How does it improve performance?

Mercedes did not want to offer more details about the advantages of its innovative system so as not to give clues to its adversaries. In any case it seems clear that their engineers intend to optimize the performance of their tires. By varying the angle of convergence, an attempt is made to minimize the usual heating of the rubber in the straight lines and maximize the grip during slow braking.

Is it a legal system?

The first thing that should be clarified here is that the teams are not obliged to comply with the regulations during the preseason. So Mercedes can try the DAS in Montmeló without fear of the hypothetical sanction that would await him in Australia, where the World Cup begins on March 15. At the moment, Allison claims to have received the approval of the International Federation (FIA). “We have talked to them. The regulations are quite clear about what is allowed in the management systems and we trust that the DAS meets all the requirements,” said the British on articles 10.2.2, 10.2.3 and 10.4 .2 of the regulation.

How active?

The images of the morning session in Montmeló clarified the use of this ingenuity. When passing through the finish line, Lewis Hamilton approached the steering wheel towards his chest and when he reached the first corner he returned him to his starting position.

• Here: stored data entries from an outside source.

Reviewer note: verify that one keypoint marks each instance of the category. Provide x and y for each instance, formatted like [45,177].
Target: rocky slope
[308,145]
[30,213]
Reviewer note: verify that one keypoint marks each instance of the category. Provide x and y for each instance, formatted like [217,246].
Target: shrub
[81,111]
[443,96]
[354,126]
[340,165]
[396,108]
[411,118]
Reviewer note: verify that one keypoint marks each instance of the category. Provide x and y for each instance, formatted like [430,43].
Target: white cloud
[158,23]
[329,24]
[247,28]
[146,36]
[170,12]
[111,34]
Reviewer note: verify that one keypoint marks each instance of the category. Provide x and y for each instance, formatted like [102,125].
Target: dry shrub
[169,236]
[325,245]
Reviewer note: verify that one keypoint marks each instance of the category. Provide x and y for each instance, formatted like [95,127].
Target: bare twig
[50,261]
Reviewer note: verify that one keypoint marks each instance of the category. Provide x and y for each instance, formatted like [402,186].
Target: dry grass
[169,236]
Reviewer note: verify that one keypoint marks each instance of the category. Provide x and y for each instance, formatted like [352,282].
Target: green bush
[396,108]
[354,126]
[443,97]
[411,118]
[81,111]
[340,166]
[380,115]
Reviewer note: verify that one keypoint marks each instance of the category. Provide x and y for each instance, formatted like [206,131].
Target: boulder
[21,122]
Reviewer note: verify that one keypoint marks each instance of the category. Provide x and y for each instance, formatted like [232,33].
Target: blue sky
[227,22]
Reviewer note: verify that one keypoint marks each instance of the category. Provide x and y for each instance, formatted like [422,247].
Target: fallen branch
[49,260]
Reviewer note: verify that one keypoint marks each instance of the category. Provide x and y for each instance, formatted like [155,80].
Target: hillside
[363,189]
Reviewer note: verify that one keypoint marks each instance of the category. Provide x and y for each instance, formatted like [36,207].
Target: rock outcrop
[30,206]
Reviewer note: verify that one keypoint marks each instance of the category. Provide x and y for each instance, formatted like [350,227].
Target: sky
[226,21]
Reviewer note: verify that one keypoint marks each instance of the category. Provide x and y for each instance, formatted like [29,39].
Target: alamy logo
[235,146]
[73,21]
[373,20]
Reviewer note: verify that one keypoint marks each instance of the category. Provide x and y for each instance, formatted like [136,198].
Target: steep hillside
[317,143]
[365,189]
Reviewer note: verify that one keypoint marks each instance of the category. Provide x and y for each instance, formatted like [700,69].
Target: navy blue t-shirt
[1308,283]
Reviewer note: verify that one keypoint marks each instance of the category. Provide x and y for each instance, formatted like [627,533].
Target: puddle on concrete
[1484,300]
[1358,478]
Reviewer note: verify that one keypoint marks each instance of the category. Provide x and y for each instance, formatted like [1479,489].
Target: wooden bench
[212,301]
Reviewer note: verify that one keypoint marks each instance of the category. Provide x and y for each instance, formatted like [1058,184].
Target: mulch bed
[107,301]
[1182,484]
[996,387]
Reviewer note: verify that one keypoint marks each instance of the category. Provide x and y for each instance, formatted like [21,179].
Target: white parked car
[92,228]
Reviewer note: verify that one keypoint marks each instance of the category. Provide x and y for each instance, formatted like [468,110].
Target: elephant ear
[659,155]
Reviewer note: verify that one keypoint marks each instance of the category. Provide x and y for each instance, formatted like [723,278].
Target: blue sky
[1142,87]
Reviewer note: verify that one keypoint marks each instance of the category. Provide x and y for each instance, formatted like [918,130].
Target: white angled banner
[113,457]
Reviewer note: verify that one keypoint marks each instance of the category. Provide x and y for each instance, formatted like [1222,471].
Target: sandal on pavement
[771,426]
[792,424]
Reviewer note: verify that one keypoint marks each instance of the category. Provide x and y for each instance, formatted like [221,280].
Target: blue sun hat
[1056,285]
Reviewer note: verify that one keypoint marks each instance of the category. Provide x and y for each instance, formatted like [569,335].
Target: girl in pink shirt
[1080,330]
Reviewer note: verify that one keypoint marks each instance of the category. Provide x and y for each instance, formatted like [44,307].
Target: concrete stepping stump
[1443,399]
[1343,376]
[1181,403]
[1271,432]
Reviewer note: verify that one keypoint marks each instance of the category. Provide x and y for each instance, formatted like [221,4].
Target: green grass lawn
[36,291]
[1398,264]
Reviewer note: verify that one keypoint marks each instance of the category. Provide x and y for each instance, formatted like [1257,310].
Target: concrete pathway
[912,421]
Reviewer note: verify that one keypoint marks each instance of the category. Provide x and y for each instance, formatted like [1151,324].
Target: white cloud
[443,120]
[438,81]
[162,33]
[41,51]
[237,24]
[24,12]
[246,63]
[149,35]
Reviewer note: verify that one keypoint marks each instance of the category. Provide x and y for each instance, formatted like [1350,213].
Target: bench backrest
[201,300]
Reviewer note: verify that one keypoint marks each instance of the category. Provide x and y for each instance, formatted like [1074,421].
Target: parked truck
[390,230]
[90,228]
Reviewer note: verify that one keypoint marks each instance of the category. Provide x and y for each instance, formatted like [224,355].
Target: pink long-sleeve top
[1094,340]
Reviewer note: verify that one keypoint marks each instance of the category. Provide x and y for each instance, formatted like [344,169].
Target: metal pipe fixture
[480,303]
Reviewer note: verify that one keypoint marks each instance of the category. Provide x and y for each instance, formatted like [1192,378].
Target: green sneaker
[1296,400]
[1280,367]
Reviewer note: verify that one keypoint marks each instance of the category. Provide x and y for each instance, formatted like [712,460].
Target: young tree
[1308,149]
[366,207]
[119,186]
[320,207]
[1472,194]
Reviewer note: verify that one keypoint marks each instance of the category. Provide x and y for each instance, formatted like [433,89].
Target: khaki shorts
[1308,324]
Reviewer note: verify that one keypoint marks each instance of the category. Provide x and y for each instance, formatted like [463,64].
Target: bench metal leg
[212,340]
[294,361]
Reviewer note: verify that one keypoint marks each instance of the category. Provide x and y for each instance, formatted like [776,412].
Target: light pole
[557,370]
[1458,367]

This task, apparently simple, adds an extra point of demand for the pilots, forced to understand the dozens of functions that houses their steering wheel.

Can it be decisive?

Mercedes, at the forefront of the grid in the last five years, seems to have endorsed a hard blow to the morale of his opponents, forced from now on to work in record time to try to balance the situation. “It's fun to bring this kind of innovation, but it's just the tip of the iceberg,” Allison warned. In the memory of the fans, those broadcasters who chose the 2009 World Cup for BrawnGP or the walrus of Williams in 2004, revolutionary at the time, although finally scrapped.